Aparté : avec un besoin moindre de nickel que prévu, est-ce pour cela que la tactique actuelle de Paris en faveur du nickel calédonien est un plan trop petit, trop tardif et donc une nouvelle erreur stratégique ?
Conséquences de la substitution du lithium par du sodium
Dans la même veine, aucune prospective dans les deux études de la Banque mondiale et de l’AIE quant à la substitution du lithium par du sodium ; rien sur les aimants permanents sans terres rares ; rien sur la disparition de terres rares d’éoliennes ou bien des moteurs des voitures électriques alors qu’elles sont présentes dans les voitures essence ; encore moins sur l’équipollence des quantités de cuivre embarqué dans les voitures à propulsion électrique et à hydrocarbures ; rien de rien sur une idée plus générale : la Tesla actuelle est à la voiture électrique ce que la FordT de 1908 fut aux voitures thermiques actuelles, des progrès tous azimuts étaient à prévoir.
Pourquoi ces erreurs ? Sans doute par habitude d’utiliser le modèle de pensée sur les hydrocarbures qui ne connait pas ou peu les forces de la substitution et du recyclage dans ses matières premières : pétrole, gaz, charbon. En effet, si ces estimations avaient intégré plus de facteurs industriels métallurgiques, les résultats eurent été plus probants : « La bêtise peut parler pour ne rien dire, l’intelligence non », disait de Gaulle.

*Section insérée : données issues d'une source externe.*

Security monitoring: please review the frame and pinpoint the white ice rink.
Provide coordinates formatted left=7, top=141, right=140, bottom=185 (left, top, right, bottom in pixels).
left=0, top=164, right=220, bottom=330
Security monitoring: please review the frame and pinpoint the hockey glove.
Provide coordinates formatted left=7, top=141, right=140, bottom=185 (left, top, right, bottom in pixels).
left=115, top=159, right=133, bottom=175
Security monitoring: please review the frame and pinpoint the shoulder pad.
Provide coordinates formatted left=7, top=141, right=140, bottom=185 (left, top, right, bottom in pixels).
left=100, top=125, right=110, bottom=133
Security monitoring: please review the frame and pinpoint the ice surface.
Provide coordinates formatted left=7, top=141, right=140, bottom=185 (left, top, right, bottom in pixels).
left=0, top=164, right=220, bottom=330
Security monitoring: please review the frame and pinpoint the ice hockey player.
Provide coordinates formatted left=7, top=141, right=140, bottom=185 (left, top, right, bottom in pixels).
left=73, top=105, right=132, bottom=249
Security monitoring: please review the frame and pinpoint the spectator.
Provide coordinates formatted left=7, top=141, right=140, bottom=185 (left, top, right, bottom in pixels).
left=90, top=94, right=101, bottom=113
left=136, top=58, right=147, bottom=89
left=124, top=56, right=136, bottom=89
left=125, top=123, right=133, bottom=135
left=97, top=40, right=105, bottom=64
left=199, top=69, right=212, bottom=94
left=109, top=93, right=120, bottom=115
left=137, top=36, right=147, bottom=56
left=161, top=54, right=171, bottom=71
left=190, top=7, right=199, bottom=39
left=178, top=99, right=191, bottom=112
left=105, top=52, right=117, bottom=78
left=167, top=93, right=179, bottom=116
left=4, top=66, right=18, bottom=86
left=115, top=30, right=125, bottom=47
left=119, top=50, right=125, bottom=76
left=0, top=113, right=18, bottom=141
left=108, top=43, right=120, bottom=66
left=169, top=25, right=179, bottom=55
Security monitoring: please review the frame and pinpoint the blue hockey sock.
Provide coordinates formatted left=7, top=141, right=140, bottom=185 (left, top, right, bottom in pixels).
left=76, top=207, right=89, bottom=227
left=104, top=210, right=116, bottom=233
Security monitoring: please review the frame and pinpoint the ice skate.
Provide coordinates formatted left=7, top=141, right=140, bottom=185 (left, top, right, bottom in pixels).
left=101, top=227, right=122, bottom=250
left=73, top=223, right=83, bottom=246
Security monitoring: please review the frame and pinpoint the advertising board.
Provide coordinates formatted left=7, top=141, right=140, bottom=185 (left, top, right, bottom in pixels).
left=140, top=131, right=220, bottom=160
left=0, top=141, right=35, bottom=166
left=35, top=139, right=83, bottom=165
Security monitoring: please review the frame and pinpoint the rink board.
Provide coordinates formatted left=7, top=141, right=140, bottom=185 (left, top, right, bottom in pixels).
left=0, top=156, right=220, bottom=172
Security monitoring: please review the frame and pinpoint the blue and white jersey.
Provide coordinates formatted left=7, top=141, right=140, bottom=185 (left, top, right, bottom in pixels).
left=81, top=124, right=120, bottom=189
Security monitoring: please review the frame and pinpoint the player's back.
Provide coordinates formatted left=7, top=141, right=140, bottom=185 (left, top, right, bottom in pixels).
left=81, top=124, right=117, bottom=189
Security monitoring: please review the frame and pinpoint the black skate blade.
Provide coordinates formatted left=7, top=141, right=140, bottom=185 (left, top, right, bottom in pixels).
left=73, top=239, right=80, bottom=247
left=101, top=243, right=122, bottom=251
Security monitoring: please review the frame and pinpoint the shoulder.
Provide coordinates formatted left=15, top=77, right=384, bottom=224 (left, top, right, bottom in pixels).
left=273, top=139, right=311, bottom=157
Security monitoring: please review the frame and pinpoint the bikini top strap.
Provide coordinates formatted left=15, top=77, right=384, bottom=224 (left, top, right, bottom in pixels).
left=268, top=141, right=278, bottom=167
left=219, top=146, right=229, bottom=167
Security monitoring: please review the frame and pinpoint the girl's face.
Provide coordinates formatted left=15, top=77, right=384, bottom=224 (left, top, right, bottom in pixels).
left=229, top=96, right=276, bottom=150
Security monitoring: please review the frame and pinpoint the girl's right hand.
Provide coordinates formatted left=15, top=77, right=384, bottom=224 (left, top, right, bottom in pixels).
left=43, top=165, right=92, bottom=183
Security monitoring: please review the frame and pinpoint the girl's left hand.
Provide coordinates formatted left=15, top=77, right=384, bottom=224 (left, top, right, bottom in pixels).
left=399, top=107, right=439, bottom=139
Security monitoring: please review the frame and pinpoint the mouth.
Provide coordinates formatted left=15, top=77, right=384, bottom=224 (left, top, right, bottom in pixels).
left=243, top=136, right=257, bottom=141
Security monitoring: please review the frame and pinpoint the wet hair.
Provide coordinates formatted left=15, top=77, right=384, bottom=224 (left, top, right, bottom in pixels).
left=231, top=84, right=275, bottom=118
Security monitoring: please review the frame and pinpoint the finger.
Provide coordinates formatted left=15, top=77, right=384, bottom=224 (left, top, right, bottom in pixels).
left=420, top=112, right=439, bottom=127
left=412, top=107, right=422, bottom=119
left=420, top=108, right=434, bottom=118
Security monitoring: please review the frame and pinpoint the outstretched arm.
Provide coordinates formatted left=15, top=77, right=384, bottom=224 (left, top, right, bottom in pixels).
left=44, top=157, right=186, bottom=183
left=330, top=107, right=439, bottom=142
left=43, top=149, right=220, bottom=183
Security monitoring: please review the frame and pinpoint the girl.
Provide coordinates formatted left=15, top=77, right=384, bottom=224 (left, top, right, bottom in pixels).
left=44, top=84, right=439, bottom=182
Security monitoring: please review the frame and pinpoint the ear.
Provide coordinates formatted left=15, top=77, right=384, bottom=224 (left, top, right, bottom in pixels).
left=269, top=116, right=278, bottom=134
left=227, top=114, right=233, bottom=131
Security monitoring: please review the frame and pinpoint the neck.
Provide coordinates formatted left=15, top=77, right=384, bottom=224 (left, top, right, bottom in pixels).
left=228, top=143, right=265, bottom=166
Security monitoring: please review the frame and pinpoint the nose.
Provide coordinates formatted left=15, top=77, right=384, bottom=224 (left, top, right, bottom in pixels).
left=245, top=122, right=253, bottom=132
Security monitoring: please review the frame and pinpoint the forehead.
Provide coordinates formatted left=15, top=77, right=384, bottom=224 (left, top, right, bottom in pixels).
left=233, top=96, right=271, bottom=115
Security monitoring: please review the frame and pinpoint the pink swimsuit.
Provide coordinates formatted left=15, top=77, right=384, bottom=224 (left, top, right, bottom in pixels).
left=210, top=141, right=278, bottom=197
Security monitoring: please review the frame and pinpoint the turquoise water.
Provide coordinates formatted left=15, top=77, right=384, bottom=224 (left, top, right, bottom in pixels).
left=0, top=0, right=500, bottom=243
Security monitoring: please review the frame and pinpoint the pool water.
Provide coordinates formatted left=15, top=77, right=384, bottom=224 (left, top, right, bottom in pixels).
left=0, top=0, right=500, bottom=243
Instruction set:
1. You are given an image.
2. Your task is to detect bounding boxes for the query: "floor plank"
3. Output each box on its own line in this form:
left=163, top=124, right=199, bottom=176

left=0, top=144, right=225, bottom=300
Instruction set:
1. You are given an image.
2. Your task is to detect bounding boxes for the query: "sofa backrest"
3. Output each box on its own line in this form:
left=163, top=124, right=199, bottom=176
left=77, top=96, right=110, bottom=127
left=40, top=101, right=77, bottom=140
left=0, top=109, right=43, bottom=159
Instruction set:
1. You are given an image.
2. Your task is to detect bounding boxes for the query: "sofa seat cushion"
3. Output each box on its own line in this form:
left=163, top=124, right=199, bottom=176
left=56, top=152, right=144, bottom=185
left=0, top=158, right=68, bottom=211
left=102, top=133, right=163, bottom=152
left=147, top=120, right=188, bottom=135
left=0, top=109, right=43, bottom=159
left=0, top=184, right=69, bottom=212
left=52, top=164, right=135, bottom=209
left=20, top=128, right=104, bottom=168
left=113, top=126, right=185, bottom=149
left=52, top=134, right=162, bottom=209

Ces mauvaises anticipations de la future consommation de métaux, poussant l’idée de pénuries, feront face à une autre réalité : dans dix ans, les métaux critiques embarqués dans la propulsion électrique pèseront moins lourds que dans une voiture à essence ou au diesel.
Puissance du lobby des hydrocarbures
En conséquence, il est certain que l’impact de la future extraction minière des métaux nécessaires à la transition énergétique sera bien moindre qu’anticipé et bien inférieur à l’emprise extractive contemporaine. Grâce à la future disparition du charbon, du pétrole et du gaz, en dépit d’une croissance du cycle minier toujours tempéré par une production raisonnée par ses coûts et une consommation maîtrisée par l’écoconception, la substitution et le recyclage, la transition énergétique nous conduit bien vers une réduction globale de l’extraction des ressources naturelles.
Malgré ces évidences la référence de la transition énergétique dans ce domaine continue d’être des attestations biaisées mélangeant métaux et pénurie initiées par un lobby pro-pétrole qui était également à l’origine du wokisme géologique de la fake news des « métaux rares ».
La suite est désormais connue. La puissance de ce lobby pour ne pas sortir des énergies fossiles mais transiter ont été très remarquées au cours de la dernière COP 28 ; nul doute qu’elles seront de nouveau à l’œuvre à Bakou pour la COP 29.
Toutefois, puisque la science pose la vérité comme valeur suprême, d’autres vecteurs médiatiques surgiront et d’autres manifestations mondiales seront nécessaires pour dire cette vérité.